Early Midieval Assemblage from the Knowe Of Moan, Orkney
Knowe of Moan
Photos from The Hunterian Museum and Art Gallery, University of Glasgow, where the beads are housed.
- Unst burial, Shetland: two beads found. 9th century, "one was circular, flattened, and formed of red, blue, and white glass; the other was of a long quadrangular shape formed of small rolls of twisted white and blue glass in lobes somewhat like the sides of saxon glass vessals." This sounds rather like the "string bead" from harray, although I was unable to find any pictures of these beads.
Journal of the british Archaelogical Association, 1863, Proceedings of the association, page 313 - The Galloway hoard has a number of beads in it, including another of the "string" beads, just visible under what looks like a rock crystal ball pendant at the front right of the pot. Also a combed bead , very dark, a green and yellow lampwork bead listed as "large" as well as a bead with metal fittings made into a pendant. I have been unable to find a scholarly write up of this hoard, and pictures of it are all the same five or ten press released photos. However you can see the beads at least sort of.

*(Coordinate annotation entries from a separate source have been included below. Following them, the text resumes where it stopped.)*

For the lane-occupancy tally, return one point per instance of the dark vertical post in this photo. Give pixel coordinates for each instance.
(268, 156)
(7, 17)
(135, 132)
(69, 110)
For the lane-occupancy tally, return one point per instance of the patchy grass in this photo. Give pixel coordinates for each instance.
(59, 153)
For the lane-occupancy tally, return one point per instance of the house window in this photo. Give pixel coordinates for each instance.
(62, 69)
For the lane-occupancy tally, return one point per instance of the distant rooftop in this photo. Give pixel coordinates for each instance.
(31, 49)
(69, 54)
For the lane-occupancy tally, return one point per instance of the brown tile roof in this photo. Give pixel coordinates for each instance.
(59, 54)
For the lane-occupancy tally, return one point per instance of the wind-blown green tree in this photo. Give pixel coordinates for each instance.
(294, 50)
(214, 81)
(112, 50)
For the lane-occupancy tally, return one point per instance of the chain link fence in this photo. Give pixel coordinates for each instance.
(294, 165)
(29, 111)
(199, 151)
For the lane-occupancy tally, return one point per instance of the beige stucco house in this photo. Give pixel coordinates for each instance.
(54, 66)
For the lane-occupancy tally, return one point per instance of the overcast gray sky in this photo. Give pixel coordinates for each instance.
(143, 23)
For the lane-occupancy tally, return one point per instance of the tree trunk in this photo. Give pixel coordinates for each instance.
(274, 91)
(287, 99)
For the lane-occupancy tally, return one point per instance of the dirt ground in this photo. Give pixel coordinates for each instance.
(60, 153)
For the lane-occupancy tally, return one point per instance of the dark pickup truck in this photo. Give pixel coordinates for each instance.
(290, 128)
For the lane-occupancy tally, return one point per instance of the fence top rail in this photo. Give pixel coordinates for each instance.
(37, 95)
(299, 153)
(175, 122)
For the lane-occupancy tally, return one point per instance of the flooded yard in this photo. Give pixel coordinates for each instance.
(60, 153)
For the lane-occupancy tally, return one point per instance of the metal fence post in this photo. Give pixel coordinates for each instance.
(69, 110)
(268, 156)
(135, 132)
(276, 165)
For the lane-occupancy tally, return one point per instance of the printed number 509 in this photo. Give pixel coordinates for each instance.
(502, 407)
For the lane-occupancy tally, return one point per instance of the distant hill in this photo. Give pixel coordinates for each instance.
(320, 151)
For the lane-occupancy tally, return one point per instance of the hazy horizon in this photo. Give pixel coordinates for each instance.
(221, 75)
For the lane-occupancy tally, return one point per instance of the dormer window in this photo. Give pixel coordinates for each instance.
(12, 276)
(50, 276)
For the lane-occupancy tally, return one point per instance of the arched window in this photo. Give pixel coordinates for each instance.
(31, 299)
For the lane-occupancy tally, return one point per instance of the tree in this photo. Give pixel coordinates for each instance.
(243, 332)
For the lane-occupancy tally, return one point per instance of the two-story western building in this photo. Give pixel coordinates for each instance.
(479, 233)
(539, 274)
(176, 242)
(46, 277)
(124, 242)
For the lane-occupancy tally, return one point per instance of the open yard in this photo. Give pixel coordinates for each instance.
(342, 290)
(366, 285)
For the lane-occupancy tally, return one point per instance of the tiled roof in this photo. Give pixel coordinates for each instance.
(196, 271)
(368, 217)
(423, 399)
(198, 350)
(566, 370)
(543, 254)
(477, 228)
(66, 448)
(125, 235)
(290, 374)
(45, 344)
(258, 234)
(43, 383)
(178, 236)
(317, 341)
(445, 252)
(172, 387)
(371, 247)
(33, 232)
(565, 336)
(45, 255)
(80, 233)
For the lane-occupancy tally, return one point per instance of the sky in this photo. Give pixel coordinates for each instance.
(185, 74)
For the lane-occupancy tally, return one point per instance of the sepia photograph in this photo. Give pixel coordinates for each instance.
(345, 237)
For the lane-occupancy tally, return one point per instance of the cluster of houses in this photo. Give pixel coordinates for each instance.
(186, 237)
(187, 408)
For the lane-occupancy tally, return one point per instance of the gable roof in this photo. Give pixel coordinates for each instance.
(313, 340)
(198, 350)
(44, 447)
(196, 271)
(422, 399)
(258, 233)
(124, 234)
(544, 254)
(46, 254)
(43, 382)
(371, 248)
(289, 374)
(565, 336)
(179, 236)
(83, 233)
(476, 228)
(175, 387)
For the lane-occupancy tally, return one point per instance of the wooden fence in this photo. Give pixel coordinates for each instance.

- The "pagan lady's grave" Peel castle, Isle of Mann: this rich grave contained a string of 73 beads of jet, amber, and glass. The pagan lady's origins are somewhat of a mystery. Although she has no turtle brooches, which typically identify Viking women's graves, all her other grave goods are typically scandanavian. There is a fantastic reconstruction of the necklace done for dislay of the museum to show what the necklace would have looked like when it was made. This site gives excellent views of the single beads. The picture below is of the original necklace, not the recreation.The Pagan Lady of Peel, by Barbara Holgate 14,15,18
recreation of necklace
- Jorvik (york) was a large viking trading center. Many interesting things have been found there. I consider them a reasonable bet for trade with scottish vikings, and so include a few beads that were found at coppergate.

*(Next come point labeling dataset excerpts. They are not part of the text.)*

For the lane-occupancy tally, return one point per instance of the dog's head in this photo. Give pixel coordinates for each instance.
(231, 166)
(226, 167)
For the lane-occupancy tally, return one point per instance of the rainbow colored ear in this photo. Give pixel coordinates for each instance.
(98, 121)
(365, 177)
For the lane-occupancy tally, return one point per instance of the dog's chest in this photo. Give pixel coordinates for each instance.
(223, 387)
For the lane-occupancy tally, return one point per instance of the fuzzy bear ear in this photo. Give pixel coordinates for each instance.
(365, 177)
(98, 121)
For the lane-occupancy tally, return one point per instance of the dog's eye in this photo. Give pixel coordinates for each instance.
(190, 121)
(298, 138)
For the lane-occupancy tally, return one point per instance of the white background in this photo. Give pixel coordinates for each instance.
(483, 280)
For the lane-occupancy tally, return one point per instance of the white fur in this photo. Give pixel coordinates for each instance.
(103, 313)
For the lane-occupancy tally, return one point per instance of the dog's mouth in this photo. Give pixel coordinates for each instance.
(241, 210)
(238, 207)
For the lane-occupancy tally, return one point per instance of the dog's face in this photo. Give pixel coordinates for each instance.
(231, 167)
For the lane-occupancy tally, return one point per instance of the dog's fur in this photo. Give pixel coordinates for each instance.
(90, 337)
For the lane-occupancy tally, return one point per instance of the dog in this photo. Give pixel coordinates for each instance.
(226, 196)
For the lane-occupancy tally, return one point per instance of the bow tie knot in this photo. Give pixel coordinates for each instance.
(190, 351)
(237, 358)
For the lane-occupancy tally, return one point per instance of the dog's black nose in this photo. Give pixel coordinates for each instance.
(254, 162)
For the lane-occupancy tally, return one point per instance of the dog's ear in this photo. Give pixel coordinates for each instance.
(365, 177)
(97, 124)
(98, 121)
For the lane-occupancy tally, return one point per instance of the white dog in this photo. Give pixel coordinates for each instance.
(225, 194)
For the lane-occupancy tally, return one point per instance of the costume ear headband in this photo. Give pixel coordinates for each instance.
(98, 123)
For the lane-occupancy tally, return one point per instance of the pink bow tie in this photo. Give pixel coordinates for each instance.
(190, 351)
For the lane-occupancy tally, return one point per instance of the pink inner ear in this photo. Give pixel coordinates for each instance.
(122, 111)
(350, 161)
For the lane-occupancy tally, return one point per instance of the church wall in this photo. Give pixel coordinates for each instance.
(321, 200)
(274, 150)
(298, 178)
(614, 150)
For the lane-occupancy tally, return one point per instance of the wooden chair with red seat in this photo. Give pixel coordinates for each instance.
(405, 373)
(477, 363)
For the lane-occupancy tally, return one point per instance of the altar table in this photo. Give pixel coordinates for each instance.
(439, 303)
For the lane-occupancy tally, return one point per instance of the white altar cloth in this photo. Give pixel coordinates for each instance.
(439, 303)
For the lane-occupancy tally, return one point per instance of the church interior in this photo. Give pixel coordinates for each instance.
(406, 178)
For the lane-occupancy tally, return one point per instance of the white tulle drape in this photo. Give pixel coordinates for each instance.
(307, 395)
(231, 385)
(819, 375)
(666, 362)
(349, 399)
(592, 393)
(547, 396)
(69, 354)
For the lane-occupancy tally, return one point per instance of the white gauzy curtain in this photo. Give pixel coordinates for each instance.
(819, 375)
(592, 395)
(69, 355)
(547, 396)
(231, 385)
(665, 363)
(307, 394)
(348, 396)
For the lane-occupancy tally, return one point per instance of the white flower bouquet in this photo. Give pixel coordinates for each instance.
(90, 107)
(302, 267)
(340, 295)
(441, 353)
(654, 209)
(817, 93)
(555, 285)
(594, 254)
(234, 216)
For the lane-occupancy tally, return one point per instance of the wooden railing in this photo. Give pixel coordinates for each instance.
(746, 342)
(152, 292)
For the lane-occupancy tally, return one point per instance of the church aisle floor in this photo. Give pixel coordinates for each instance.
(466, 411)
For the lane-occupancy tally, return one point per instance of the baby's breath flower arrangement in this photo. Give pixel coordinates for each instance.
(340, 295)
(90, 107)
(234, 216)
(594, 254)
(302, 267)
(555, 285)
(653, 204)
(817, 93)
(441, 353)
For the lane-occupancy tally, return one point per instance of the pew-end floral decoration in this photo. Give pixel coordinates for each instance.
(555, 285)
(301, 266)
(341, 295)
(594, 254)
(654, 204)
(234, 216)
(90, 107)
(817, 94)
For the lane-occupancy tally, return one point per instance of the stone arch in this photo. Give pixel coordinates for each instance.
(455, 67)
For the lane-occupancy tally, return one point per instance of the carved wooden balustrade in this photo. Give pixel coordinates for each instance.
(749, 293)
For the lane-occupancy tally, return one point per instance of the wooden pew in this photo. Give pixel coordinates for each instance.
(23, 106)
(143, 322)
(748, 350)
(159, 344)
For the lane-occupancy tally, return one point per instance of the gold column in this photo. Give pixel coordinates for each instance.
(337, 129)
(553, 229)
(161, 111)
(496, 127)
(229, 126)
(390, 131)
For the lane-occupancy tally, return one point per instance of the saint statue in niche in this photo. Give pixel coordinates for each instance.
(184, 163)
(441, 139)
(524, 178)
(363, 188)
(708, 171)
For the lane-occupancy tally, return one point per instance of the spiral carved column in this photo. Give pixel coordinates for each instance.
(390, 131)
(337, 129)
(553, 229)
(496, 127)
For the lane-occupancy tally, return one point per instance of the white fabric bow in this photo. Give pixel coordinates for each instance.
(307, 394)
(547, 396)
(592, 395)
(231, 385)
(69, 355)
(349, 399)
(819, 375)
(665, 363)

Picture from the Jorvik Viking center gallery
The Vikings in Orkney, James Graham-Campbell 130-32
picture from the national museums of scotland
Although this concludes the site specific archeological finds (and I think it's pretty comprehensive oview of pretty much every grave in Scotland with glass beads) I would like to add this wonderful collection from the University of Glasgow. Many beads here to look at! Hunterian Museaum This is especially important because a lot of bead finds are not connected with graves, and therefore are difficult to find record of: either because they were single finds, or because they're buried in the records of an investigation into a dwelling or other living area.
As a further note, many of the graves in Scotland contained amber beads singly, or amber and jet beads. The only known source of jet (considered another form of amber by the vikings, and sacred to Freya 3) during the viking era was from the coastline in Yorkshire around Whiteby. Jet was worked in many of the places that amber was worked, and seems to have made its way around much of the viking world (the pagan lady of peel, Barbara Holgate, 18). It was quite common in the scottish graves I reviewed. So if you are in the process of making yourself a necklace, or loops of beads to hang from your brooches, be sure to attempt to find appropriately shaped and sized jet and amber components. Also popular across the viking world, but not found in any of these graves, carnelian, rock crystal, garnet and amythyst,
In conclusion: All vikings were at least half magpie, and if it was sparkly and brightly colored they liked it and would import it from the ends of the earth (or steal it). Of course goods imported from far away would be more valuable than goods made locally, so use your own judgement and the likely finacial status of your persona to decide what kinds of beads you want in your necklace.